The Northern Colorado Water Conservancy District’s board of directors made the decision Friday morning, “citing the need to balance the region’s water demands with the importance of maintaining future reservoir supplies,” according to a news release from the district.
The approval increased available C-BT water supplies by 31,000 acre feet (about 10 billion gallons), from the initial 50 percent quota made available in November.
A 60 percent quota means that for every acre foot of water a C-BT shareholder owns, they’ll get 60 percent of an acre-foot to use throughout the year. An acre foot amounts to about 325,850 gallons.
Since the C-BT Project went into use in 1957, the Northern Water board has set a C-BT quota every April to balance how much water can be used through the upcoming growing season and how much water needed to stay in storage for future years.
In nearly all years, the board can set a quota of 100 percent, although it rarely does, and still have some in storage for the next year.
The average quota is about 70 percent.
The good water outlook right now contributed to the Northern Water board setting its lower-than-normal quota today (the C-BT was built to serve as a supplemental water supply, with high quotas usually set in dry years, Northern Water officials said).
Snowpack in watersheds contributing to C-BT inflow is significantly above average for this time of year — at 134 percent in the Upper Colorado River Basin, and 147 percent in South Platte River tributaries. Also, C-BT reservoir levels are at 100 percent of average, and local storage is at 129 percent of average, both in good shape as the runoff season begins.

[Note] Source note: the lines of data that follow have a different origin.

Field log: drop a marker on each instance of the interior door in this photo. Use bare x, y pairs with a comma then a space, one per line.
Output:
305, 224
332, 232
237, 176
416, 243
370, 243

During a Wednesday meeting between C-BT shareholders and Northern Water officials, most shareholders who made quota requests asked for it to be set at 70 percent.
However, Northern Water board members, according to the news release, said that with the good water outlook, they’re putting a high priority on storing supplies for the future.
“Adding back to the bank account is wise,” said Dennis Yanchunas, the Boulder County director on the Northern Water board.
The Northern Water news release added, though, that board members made it clear they will revisit the quota as the year progresses should conditions warrant.
The C-BT Project collects water on the West Slope and delivers it to the East Slope through a 13-mile tunnel that runs underneath Rocky Mountain National Park.
It supplements other sources of water for 33 cities and towns, 120 agricultural irrigation companies, various industries and other water users within Northern Water’s 1.6 million acre service area, which encompasses portions of eight counties, 640,000 irrigated acres and a population of about 860,000 people.